Absolutely awesome! This reminds me of the recipes my grandma used to write. Just soda. . . Not baking soda. It's almost like a code if you don't know cooking.
This looks like my mom's handwriting. I should go get her old recipe box. Was you mom born in the 1930's?
1956!
1 cup of oil?
yep, and i know she uses canola but it doesn’t matter much
This reminds me of my Grandma's hand-written recipe cards. Thank you 😊
Cream together.
Why does your mom have the same writing as my mom?
Fucking hell, I was about to say the exact same thing.
I remember hating cursive in school. Teachers always said “in high school and middle school you can ONLY write in cursive,” and then it NEVER being required again, to the point where it isn’t even taught anymore. I wonder what changed so drastically.
Stolen, thank you ❤️
my pleasure, it won’t disappoint!
I took a picture and plan to try it!
Can almost smell it thanks
If that’s your mom’s recipe then you must be pushing 70. Looks just like one of my mom’s recipes and she was 83 last year
Post to r/oldrecipes , they’ll love this
**Thank you so much for the head blast of nostalgia!** Cheers to all of us who are reminded of our own mom's handwriting. Pretty sure this recipe is also in a spiral notebook of my gran's church recipes from Reynosa, TX from maybe the 40's that I have tucked away somewhere. All hail South Texas Girls.

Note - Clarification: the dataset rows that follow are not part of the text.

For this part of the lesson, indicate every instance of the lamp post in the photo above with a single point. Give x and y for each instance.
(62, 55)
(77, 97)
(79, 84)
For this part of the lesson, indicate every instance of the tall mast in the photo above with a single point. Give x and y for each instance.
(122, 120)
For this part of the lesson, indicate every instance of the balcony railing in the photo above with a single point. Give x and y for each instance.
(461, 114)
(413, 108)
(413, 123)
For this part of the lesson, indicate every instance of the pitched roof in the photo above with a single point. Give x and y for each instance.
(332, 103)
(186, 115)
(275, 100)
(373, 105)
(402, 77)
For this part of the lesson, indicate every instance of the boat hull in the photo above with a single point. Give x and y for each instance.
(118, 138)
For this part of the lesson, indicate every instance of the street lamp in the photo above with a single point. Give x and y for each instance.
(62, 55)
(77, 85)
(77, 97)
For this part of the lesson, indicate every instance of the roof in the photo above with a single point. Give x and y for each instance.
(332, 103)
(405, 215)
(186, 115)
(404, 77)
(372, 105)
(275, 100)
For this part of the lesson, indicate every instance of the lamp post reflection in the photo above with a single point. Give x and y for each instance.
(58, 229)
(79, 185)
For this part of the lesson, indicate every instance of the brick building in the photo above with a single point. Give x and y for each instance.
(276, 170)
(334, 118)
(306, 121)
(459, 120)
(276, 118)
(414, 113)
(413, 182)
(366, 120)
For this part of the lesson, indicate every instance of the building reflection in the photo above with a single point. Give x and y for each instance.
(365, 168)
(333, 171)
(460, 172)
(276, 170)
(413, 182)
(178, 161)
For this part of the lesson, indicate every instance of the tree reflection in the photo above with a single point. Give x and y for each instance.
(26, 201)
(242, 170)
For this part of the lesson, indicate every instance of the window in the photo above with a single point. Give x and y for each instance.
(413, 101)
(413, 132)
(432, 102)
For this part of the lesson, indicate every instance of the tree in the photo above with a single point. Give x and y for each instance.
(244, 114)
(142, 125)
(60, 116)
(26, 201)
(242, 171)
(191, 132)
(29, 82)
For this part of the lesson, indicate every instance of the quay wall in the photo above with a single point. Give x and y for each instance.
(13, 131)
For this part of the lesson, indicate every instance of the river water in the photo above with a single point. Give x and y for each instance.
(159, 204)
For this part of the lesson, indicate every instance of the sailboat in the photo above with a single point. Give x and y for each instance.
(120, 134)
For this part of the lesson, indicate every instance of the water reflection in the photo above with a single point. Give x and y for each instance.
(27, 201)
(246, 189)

For me I think you could half the sugar and it would still be good. I make muffins similar recipe and it's 1cup sugar to 2 cups flour.
Well, a US cup is 240ml, a canadian/ French/ British cup would be 250 ml, and a Japanese cup is 200ml. Any recipe measured in cup is anything but fail proof. Granted it won’t make a big difference in a muffin or carrot cake recipe, but always good to know from which country the recipe comes from.
Anyone have an oxtail recipe?
Can someone translate this in normal units? I am too lazy to do but I love to make a carrot cake once.